Ideally I'd like to see a complete copy of the website included in two archives (in case one fails). It would also be great to see the archives updated monthly or quarterly, rather than annually, so that less material is lost in the case the original website disappears. One option could be to let the archivers know what's new or changed, so that a monthly update would only need them to make copies of the 1,000 or so new / changed pages, instead of copying the 40,000+ pages of the whole site.

In the meantime:

  • If you know of any other web archive that is willing to archive the Gwulo website, please let me know.
  • If there are any pages on the Gwulo website that you want to make sure are archived, the Wayback Machine has a Save Page Now feature that lets you add it to their archive.
  • And a couple of tasks for me to follow up on:
    • Get in touch with the British Library to ask if they can start archiving pages from Gwulo again.
    • Make a small change to how Places are displayed, so that they show the values of their Latitude and Longitude. On Gwulo we rely on maps to show the location of a Place, but currently none of the archives can display Gwulo's maps. At least if the Latitude and Longitude is displayed in the archived copy of a Place, a reader can work out where the Place was located.
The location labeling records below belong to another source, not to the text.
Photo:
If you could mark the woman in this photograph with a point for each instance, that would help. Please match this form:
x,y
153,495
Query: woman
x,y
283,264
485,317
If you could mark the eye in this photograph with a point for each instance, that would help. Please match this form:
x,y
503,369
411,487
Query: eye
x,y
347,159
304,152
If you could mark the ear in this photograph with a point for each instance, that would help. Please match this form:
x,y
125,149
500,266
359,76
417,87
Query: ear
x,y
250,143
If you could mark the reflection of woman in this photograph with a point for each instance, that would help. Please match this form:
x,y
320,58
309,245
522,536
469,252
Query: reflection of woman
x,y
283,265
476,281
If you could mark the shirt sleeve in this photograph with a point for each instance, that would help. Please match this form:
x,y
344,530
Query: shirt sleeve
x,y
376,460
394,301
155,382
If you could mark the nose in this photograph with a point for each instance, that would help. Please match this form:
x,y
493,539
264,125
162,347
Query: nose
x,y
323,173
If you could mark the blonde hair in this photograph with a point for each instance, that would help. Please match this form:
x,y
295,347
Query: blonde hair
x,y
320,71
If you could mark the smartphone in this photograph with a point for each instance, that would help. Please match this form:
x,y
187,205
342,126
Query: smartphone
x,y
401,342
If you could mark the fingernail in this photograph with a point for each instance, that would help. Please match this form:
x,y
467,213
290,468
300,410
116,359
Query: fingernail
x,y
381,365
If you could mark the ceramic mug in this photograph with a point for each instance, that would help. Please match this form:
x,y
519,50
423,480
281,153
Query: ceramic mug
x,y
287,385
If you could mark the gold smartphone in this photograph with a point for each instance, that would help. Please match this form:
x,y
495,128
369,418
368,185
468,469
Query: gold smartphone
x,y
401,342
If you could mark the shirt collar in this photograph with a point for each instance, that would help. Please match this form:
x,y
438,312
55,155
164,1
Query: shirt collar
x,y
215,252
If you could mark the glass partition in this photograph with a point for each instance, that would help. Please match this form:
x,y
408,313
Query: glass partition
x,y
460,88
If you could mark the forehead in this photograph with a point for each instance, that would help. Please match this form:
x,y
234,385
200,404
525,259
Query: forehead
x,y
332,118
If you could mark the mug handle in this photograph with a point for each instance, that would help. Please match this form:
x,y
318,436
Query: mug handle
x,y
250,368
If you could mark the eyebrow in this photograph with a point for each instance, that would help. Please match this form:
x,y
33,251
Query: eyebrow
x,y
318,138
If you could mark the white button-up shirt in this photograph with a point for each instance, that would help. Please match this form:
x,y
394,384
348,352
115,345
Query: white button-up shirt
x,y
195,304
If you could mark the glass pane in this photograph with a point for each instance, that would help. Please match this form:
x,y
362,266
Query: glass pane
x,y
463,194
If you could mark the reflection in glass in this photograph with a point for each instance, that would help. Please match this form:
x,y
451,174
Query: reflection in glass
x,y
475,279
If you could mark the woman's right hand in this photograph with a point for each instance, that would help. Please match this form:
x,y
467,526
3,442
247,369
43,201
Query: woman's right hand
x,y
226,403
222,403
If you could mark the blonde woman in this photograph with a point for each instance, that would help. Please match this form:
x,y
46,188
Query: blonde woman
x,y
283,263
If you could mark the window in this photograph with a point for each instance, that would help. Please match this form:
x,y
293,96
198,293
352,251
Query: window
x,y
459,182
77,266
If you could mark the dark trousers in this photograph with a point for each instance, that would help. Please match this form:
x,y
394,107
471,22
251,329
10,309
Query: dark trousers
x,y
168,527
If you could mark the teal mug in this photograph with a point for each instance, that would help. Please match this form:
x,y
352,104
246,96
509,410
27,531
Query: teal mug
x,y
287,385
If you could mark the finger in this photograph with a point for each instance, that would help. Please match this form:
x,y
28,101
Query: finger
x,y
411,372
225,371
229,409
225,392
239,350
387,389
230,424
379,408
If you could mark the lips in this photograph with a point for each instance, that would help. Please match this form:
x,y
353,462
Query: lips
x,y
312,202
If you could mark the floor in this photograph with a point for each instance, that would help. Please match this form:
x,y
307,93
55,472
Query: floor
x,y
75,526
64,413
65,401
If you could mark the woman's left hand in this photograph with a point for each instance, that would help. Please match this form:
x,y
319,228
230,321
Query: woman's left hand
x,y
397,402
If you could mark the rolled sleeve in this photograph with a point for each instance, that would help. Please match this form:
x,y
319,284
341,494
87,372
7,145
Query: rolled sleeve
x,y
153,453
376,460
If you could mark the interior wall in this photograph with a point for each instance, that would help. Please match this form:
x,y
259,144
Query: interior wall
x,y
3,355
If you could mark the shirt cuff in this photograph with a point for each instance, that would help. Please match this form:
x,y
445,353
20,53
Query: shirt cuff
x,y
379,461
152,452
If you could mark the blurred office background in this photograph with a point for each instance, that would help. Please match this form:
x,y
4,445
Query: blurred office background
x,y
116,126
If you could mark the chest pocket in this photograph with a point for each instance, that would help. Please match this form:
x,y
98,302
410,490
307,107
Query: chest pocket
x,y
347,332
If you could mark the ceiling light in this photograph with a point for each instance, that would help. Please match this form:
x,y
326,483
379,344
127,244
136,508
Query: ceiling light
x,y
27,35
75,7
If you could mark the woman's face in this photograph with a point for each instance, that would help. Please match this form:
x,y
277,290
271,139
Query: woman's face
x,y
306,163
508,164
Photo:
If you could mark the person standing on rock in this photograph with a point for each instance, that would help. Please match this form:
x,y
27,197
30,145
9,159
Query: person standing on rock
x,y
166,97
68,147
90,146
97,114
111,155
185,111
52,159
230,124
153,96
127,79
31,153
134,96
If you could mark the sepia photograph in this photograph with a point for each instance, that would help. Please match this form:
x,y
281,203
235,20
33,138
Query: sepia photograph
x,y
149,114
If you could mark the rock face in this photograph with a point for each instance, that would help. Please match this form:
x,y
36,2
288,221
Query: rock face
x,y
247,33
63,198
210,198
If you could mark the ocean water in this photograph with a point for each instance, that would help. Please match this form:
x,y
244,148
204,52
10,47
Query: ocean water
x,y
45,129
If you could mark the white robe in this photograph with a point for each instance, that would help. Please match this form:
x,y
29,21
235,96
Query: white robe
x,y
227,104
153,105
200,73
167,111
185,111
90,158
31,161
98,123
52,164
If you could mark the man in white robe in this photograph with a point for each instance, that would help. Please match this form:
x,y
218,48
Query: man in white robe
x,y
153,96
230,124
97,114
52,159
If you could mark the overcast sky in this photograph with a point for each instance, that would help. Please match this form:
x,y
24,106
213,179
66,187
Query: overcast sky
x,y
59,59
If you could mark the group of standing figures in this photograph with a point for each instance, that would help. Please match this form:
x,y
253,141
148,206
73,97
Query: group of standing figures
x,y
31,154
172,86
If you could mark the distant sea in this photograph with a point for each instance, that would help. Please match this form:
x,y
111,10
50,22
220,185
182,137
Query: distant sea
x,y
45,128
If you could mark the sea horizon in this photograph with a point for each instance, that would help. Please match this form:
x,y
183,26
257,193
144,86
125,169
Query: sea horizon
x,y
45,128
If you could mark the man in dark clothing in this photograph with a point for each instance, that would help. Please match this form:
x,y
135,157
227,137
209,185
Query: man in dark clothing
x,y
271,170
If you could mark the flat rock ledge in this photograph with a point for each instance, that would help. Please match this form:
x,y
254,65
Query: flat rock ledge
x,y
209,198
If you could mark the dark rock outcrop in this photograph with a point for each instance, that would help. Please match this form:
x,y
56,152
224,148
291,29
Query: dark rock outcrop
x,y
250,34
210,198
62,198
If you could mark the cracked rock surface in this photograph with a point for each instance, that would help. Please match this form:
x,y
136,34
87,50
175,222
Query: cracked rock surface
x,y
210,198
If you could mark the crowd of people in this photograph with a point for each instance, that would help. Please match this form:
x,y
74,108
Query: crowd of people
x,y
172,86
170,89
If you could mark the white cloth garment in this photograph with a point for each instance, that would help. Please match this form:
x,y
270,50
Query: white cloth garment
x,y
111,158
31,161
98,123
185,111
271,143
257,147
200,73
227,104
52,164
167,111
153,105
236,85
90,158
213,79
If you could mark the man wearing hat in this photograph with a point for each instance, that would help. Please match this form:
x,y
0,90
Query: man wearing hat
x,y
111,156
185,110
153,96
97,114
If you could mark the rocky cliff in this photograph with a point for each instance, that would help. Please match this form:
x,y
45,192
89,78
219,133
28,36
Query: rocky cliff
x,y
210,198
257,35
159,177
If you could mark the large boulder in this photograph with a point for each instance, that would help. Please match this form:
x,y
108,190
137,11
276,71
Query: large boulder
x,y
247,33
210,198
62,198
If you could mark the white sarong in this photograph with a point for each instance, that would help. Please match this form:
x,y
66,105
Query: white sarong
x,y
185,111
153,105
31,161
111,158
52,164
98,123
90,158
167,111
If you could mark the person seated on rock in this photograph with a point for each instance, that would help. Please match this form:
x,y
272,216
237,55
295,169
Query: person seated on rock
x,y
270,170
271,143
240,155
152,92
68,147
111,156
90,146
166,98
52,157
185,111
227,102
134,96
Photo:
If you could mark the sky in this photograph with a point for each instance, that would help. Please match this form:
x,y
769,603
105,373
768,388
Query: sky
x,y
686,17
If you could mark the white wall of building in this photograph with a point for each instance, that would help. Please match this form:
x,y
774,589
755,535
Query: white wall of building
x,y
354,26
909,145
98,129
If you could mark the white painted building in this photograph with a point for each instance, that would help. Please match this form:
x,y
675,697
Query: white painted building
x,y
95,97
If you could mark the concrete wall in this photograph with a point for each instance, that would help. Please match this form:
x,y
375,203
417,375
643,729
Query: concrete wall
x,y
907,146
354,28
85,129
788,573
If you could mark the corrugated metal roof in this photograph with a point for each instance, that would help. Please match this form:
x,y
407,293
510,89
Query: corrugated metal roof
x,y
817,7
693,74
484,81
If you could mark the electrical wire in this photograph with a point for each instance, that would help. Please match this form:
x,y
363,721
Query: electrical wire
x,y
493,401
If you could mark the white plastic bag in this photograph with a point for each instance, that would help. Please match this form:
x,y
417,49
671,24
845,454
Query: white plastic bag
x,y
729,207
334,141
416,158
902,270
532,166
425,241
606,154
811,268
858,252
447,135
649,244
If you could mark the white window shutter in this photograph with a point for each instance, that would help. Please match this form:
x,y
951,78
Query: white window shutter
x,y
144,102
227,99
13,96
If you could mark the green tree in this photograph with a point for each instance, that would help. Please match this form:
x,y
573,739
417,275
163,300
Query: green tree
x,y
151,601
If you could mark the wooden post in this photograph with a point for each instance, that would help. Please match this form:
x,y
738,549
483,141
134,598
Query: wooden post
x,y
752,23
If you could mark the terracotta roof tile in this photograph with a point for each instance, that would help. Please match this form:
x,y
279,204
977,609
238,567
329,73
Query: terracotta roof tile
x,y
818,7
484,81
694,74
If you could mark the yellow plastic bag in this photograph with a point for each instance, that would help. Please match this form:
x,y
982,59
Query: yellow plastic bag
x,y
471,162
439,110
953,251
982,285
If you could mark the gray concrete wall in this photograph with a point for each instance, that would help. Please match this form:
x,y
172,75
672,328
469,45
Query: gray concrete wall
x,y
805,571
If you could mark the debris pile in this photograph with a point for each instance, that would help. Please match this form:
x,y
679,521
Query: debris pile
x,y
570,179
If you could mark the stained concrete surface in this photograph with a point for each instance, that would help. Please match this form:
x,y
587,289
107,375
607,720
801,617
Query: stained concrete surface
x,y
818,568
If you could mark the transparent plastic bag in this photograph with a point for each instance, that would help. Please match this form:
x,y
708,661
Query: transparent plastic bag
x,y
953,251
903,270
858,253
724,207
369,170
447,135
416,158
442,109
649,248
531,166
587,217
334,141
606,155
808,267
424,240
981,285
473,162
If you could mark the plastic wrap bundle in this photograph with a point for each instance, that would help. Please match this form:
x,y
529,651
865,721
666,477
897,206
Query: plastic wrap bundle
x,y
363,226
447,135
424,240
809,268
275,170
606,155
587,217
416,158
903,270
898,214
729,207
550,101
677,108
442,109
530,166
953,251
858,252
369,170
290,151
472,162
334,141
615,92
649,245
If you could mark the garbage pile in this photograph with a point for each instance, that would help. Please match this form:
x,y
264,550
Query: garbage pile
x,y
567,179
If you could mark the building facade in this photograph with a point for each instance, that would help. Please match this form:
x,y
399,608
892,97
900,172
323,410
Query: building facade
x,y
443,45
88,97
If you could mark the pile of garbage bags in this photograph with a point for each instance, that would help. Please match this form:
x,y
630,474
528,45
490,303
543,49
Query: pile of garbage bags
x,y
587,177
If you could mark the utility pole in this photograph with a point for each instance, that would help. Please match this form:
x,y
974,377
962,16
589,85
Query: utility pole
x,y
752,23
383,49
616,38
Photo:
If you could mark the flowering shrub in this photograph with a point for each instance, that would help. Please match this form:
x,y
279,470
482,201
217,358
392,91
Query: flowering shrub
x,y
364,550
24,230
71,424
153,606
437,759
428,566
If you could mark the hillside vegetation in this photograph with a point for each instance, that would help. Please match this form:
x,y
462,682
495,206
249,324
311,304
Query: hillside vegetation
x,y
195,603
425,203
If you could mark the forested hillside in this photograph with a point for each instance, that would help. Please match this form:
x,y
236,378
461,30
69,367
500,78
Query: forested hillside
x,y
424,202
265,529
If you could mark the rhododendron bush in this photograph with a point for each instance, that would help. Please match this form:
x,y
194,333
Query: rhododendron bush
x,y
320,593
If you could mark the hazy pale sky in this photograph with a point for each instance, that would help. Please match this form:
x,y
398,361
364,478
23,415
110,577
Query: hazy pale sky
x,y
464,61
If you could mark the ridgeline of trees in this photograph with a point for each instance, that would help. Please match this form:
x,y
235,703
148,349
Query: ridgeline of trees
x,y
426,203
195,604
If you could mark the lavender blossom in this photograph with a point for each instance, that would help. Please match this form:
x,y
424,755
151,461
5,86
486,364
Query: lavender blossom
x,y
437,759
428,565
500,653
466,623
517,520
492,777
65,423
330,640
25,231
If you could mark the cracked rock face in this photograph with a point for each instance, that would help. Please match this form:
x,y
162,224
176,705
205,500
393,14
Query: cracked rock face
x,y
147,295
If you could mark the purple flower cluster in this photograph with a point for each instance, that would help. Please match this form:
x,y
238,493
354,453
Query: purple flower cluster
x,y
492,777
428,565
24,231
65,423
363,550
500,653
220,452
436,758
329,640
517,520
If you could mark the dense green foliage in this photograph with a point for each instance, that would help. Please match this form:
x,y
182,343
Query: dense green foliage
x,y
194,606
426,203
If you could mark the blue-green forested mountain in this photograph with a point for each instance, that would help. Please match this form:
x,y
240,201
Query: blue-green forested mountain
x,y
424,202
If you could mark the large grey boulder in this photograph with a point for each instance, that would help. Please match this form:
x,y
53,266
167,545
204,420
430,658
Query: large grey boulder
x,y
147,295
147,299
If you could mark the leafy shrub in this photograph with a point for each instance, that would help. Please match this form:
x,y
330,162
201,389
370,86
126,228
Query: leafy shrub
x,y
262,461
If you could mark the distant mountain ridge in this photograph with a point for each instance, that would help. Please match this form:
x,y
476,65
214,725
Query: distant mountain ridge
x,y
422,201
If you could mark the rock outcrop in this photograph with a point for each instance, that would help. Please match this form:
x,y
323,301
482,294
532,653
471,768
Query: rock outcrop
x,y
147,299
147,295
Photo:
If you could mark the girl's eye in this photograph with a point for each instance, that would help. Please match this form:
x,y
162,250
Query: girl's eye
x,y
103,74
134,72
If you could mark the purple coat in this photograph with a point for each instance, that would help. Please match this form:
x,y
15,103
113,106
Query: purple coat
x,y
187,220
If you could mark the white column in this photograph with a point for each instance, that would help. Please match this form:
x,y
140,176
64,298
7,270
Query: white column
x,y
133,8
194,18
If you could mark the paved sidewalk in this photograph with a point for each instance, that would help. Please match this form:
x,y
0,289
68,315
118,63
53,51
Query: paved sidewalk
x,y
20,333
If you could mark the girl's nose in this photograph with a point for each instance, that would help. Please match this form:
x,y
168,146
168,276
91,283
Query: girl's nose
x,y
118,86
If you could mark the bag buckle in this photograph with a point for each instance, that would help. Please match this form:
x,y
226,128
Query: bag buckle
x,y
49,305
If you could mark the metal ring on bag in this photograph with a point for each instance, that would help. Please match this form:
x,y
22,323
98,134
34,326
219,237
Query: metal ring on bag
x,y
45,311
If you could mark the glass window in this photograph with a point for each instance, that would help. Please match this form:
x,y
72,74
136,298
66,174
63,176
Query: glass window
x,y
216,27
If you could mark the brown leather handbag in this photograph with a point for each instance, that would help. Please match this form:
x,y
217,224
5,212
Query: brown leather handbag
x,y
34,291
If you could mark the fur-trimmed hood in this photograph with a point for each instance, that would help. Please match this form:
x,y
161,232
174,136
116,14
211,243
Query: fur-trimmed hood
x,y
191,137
If you've read this far, thank you! Backups and archives belong with flossing teeth in the "important but not very exciting" category, but I thought people who've contributed information and images to Gwulo might like to see how it is preserved.

Comments

Submitted by on
Sun, 06/21/2020 - 11:40

Thanks David for making a special effort to ensure that this treasure trove is preserved in perpetuity!  Backing up of computer files is of utmost importance to historians (and actually everyone) in this era, in which less and less printed copies of anything exist.

It's amazing how this site has grown, but also how much responsibility you have also had to take on as site owner/custodian. So a big thanks for all your effort and diligence in keeping it up and running over all the years.